On returning, Lewis found that Nita had thrown her arms round Emma’s neck and was sobbing violently. She looked up as he entered, and held out her hand. “God has sent you,” she said, looking at Emma, “to save my heart from breaking.”
Lewis again knelt beside her and put her hand to his lips, but he had no power to utter a word. Presently, as the poor girl’s eye fell on the bed, there was a fresh outburst of grief. “Oh, how he loved me!—and how nobly he fought!—and how gloriously he conquered!—God be praised for that!”
She spoke, or rather sobbed, in broken sentences. To distract her mind, if possible, even for a little, from her bereavement, Emma ventured to ask her how she came there, when her father became so ill, and similar questions. Little by little, in brief sentences, and with many choking words and tears, the sad story came out.
Ever since the night when her father met with Lewis at Saxon, he had firmly resisted the temptation to gamble. God had opened his ear to listen to, and his heart to receive, the Saviour. Arriving in London with the money so generously lent to them by Lewis, they took a small lodging and sought for work. God was faithful to His promises, she said; he had sent a measure of prosperity. Her father taught music, she obtained needlework. All was going well when her father became suddenly ill. Slowly but steadily he sank. The teaching had to be given up, the hours of labour with the needle increased. This, coupled with constant nursing, began to sap her own strength, but she had been enabled to hold out until her father became so ill that she dared not leave him even for a few minutes to visit the shops where she had obtained sewing-work. Then, all source of livelihood being dried up, she had been compelled to sell one by one the few articles of clothing and furniture which they had begun to accumulate about them.
“Thus,” she said, in conclusion, “we were nearly reduced to a state of destitution, but, before absolute want had been felt by us, God mercifully took my darling father home—and—and—I shall soon join him.”

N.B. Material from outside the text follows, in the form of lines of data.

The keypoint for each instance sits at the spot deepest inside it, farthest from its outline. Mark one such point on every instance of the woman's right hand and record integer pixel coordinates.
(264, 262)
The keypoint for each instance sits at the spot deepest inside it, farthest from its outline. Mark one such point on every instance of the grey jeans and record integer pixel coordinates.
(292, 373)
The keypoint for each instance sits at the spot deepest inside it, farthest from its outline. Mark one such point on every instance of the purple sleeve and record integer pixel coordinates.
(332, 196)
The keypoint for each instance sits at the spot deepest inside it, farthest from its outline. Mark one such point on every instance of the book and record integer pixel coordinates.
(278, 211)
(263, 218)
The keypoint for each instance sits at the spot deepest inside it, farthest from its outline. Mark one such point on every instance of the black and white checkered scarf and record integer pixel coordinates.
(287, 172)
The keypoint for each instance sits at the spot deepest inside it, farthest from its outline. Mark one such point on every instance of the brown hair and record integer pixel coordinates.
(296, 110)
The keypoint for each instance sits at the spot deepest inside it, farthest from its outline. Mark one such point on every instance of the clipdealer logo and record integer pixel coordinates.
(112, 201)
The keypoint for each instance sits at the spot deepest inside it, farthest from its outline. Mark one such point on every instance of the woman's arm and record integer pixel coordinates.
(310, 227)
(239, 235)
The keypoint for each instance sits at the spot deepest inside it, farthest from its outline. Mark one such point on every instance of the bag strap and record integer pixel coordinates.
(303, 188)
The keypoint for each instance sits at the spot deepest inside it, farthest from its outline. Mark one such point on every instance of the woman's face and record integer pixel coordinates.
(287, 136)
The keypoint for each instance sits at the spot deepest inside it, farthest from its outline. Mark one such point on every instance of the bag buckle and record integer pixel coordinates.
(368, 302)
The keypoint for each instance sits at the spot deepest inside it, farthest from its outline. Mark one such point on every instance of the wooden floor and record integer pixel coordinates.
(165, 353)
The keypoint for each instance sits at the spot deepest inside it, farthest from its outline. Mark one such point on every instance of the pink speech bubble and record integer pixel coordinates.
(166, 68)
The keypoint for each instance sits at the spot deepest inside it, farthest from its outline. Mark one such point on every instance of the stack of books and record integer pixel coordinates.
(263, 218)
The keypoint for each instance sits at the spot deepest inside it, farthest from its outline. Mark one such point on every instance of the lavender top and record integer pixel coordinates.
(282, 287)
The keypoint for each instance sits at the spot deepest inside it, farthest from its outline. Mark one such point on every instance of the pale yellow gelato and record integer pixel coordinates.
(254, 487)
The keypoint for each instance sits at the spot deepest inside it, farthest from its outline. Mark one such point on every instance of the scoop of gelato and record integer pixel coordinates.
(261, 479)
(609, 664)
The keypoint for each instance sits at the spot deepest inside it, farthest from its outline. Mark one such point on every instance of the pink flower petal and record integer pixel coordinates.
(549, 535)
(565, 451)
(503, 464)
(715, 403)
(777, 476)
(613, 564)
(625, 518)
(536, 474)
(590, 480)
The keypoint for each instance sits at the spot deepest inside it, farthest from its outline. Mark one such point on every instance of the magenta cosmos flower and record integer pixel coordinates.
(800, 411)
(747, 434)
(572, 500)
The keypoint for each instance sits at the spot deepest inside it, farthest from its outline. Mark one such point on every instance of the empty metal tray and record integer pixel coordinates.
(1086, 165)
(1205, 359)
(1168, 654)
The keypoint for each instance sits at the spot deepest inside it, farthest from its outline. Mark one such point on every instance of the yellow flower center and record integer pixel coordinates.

“Say not so, darling,” said Emma, twining her arms round the poor stricken girl. “It may be that He has much work for you to do for Jesus here before He takes you home. Meanwhile, He has sent us to claim you as our very dear friend—as our sister. You must come and stay with mamma and me. We, too, have tasted something of that cup of adversity, which you have drained to the very dregs, my poor Nita, but we are comparatively well off now. Mamma will be so glad to have you. Say you will come. Won’t you, dearest?”
Nita replied by lifting her eyes with a bewildered look to the bed, and again burst into a passion of uncontrollable sorrow.